Deutsche Synchronkartei

Blow Up ist ein britischer Spielfilm von Michelangelo Antonioni aus dem Jahr 1966. Beim Filmfestival in Cannes wurde der Film mit dem Hauptpreis ausgezeichnet.

Handlung[Bearbeiten | Quelltext bearbeiten]

London in den 1960er Jahren, den Swinging Sixties. Der erfolgreiche Fotograf Thomas[1] arbeitet an einem Bildband mit Straßenfotografien, wofür er auch eine Nacht in einer Obdachlosenunterkunft verbringt. Auf der Suche nach weiteren Motiven macht er in einem Park Fotos von einem Paar, das er nicht um Erlaubnis gefragt hat. Die Frau besucht ihn noch am selben Tag und verlangt die Fotos. Sie sagt, dass der Mann, mit dem sie im Park war, ihr Geliebter sei und die Bilder daher vernichtet werden müssten. Um sie zufriedenzustellen, gibt der Fotograf ihr eine Filmpatrone, aber von einem anderen Film.

Beim Vergrößern, dem Blowup der Fotos des Paares, entdeckt Thomas abseits im Gebüsch einen Mann mit einer Pistole mit Schalldämpfer. Auf Abzügen späterer Fotos ist der Geliebte der Frau reglos unter einem Baum liegend zu sehen. Der Fotograf ist verunsichert. Hat er einen Mord fotografiert?

Mitten in der Nacht kehrt er in den Park zurück und findet tatsächlich eine männliche Leiche, die immer noch auf dem Rasen hinter dem Gebüsch liegt. Als er kurze Zeit später in sein Atelier zurückkommt, bemerkt er einen Einbruch; die Abzüge und Negative, die den vermeintlichen Mord dokumentieren, sind gestohlen worden.

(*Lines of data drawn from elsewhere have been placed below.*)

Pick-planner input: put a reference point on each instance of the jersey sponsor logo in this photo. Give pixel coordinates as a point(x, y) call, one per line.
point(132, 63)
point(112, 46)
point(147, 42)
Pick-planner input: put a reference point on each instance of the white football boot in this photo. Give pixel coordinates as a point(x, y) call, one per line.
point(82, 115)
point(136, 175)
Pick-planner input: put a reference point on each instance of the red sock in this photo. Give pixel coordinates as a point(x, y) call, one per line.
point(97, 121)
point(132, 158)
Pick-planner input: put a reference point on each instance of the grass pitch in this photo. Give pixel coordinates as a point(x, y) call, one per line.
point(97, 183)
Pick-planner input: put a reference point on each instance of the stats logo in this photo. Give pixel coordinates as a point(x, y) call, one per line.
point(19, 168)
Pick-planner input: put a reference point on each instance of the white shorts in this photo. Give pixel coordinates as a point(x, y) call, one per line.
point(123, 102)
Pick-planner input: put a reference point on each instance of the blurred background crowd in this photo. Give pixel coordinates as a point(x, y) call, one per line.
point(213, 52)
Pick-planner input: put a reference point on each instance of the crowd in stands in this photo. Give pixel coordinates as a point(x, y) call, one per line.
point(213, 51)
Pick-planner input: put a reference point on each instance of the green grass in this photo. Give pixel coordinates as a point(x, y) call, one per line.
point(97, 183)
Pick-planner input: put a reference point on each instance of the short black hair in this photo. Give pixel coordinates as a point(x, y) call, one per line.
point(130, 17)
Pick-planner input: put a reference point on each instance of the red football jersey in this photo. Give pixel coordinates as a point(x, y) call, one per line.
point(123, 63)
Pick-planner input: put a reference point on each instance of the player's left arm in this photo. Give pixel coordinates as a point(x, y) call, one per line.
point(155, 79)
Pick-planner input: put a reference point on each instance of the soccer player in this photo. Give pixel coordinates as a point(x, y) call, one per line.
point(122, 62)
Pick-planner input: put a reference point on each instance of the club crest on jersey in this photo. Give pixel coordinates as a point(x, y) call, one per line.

Einzig übrig geblieben, da zwischen zwei Möbelstücke gerutscht, ist das Blowup des Bildes von der Leiche im Gras. Die Vergrößerung ist allerdings so stark, dass eine Person, die mit dem Vorgang nicht vertraut ist, auf dem Abzug kaum etwas erkennen kann, weil sich das unscharfe Bild der Leiche in der Körnung des Fotos gleichsam auflöst.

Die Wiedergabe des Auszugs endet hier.